Manhes, who is based in Tana, says the country has not seen massive exits at the airports or from the city yet, and overall there is less risk of international contamination since Madagascar is an island. However, this could affect the end of tourism season in the next month or so. Manhes also stressed that people who have the plague are not contagious until they start exhibiting its flu-like symptoms.
But the people in Tana are scared, according to Pedro Pablo Opeka. The Catholic priest, who goes by Father Pedro, was awarded the Legion of Honor for his work creating a 60,000-plus community for the poor called Akamasoa on the outskirts of Tana.
“The current mood in Antananarivo is worrying, people are fearful of catching this deadly disease,” Father Pedro told HuffPost in an email.
So far, the priest has only seen one fatality, a mother of seven.
“We had to bury her at 2 a.m. and convince her family of the urgency so that others wouldn’t be contaminated.
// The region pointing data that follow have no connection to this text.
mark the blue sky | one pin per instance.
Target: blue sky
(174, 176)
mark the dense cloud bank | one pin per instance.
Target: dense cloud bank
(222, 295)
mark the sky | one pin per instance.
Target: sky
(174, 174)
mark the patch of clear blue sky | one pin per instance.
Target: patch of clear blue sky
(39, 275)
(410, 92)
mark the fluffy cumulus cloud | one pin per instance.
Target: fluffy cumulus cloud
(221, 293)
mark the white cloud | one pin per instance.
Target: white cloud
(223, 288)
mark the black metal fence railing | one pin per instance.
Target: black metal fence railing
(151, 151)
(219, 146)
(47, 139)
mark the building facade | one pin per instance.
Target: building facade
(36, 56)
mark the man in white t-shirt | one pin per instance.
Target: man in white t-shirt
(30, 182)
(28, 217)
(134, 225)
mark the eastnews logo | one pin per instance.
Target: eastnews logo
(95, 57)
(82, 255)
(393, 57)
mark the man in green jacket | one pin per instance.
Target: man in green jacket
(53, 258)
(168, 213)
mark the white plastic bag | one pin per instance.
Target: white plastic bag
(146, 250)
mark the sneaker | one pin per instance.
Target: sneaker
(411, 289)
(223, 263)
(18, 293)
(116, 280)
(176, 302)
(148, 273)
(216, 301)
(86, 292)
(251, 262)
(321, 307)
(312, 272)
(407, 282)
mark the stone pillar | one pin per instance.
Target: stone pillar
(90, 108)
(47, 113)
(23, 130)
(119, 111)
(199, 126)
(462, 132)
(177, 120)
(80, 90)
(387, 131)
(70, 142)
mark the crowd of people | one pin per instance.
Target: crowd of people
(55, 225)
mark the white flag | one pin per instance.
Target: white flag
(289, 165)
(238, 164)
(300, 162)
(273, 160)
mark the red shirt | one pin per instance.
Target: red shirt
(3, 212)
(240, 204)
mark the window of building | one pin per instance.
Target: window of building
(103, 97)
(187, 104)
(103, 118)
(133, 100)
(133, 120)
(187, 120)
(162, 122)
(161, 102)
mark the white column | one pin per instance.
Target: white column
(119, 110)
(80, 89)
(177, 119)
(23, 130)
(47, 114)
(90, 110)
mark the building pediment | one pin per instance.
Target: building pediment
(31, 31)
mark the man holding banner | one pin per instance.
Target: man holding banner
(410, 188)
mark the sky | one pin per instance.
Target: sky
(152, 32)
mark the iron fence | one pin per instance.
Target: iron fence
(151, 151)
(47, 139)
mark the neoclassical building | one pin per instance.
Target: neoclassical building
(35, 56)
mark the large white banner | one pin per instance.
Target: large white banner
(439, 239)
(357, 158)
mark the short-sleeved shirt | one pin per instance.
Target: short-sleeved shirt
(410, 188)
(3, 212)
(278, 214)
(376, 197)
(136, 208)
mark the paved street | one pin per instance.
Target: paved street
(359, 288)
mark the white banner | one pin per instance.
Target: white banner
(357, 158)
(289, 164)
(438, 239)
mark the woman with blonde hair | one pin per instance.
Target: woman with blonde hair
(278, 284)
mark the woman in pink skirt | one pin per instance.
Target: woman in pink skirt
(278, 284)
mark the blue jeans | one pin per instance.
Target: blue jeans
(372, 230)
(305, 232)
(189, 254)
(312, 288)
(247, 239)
We succeeded in convincing them, and they didn’t resist, they accepted.”
Much like in the Ebola epidemic before this, epidemiologists are concerned about the proper burial of infected bodies. In Madagascar, the custom is to “turn the bones” a year and a half after death, which Lindmeier said is not recommended for someone who has died of plague.
“Everyone is pretty sensitive that you need to deal with the communities in the right way in order to make it possible for them to deal with their loved, deceased one in the best possible way,” Lindmeier said. “In Ebola, they originally took dead bodies away and didn’t let them be seen. That will be avoided this time.”
This article has been updated to include WHO’s statement Wednesday with new test results.